A Time to Contemplate
Unfortunately, as I mentioned, we do have bad news. This year we have seen and heard about the inhumane treatment of fishermen aboard fishing vessels. This topic has captured all of us. Many countries and organizations have aggressively addressed this sad documentary of abuse. The Apostleship of the Sea-USA has issued a proclamation denouncing this activity; the Vatican has issued a statement asking seafood companies and consumers to be more conscious not only of the quality of the seafood that they are buying but also of the labor conditions of those in the fishing industry. Governments have taken on aggressive actions to eliminate these inhumane working conditions. Seafood companies are advocating for social justice and refusing to sell products from fishing vessels that are abusing their crew.
A Time to Remember
On September 7, 2015 we were saddened to lose a strong advocate for fishermen and the oceans. Zeke Grader was the executive director of the Pacific Coast Federation of Fisherman’s Associations (PCFFA) and the Institute of Fisheries Resources (IFR). Zeke gave human values to fish, to fishery habitat, to ecosystems, to oceans. He taught us to use the centuries-old culture of the coastal communities as the cornerstone of fishery policies for sustaining commercial fishing. His vison was imbedded in his life long quest for teaching others the ecological, social and economic importance of sustaining domestic fisheries. He did this by his commitment and dedication to fishing families. He spent endless hours with fishermen, policy makers and NGO’s.
A Time to Act
With each World Fisheries Day, we have more insight into fishing, fishermen and their families, coastal communities, the conditions of the oceans and the status of the fish stocks. We become closer to sources of food, professions, and principles. We understand why sustainable fishing is a food security issue as well as an environmental issue.

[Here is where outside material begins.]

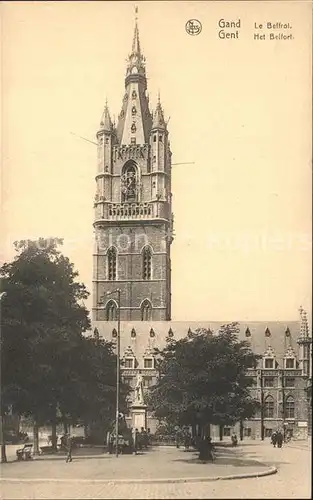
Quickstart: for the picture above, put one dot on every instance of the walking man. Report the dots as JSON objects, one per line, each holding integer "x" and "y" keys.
{"x": 69, "y": 446}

In a sense, World Fisheries Day is our way of thinking globally, celebrating the same day, and acting locally as we reach out to our communities through local events. As fishermen we send a message to our communities, to our nations and to the world that we’re here, we’re proud and why we matter.
An international organization of fishermen—WFF—organized in New Dehli on November 21, 1997 to show unity, pride and solidarity. On that day, we started World Fisheries Day and we continue that celebration. All of us have more reasons to celebrate and be thankful for the goodness that the Oceans give us.